GENOCIDE BIOGRAPHY


I have a saying that goes, "What you can not see is what you really want, and strangely it usually wants you too." It fits for a lot of things. My father died when I was a boy. Six years old, maybe seven. I think it was the month I turned seven. He said he was trying to stay. To be there when my big day came. He didn't try hard enough. 'You're not praying for her!' He says. Like it would take only that to remedy everything. She left yesterday without saying much towards the inevitable fact of paying her portion of the rent due in a day or so. It was early the morning before that I had heard her and Joe, the man she sees, talking. Talking about me and the things they thought they could get from me. She was cold. She'd grown angry at the world, or maybe just me and men who reminded her of who she'd known before. My name is Elliot Hubbert. I like dead men and what they whisper, chant and beguile me with. I write short essays about the plains indians and the men who killed them or drove them beyond their homeland. I write about death and cruelty. Men who serve evil for causes unknown to me, a man like many others. A modern man seeking answers, corrections, justice.
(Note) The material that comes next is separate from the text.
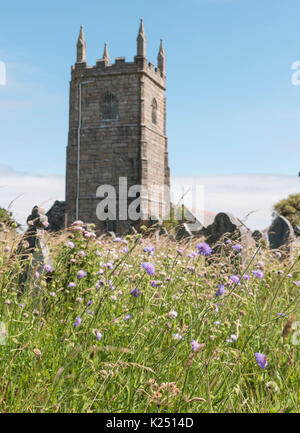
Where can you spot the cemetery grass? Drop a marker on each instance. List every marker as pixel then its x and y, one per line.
pixel 120 340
I seek reason and truth, though the former supersedes most things with it's elusive nature. I find truth in abundance. Who's eyes that see it and carry it's weight are those who create the scenery for our closing century. What we find before we shall invariably fall into again. The events I research are difficult in that they were recorded by those who sought to destroy the subject. Almost always prose is decidedly leaning toward war as divine when 'devils in human form' are the wicked. Men. Women. Children. Murdered for one reason only. They were men who wanted what they had. Thieves and killers. America was built on solid base of fresh blood of innocents defending their homes, sometimes not even trying to defend but eliminated just the same.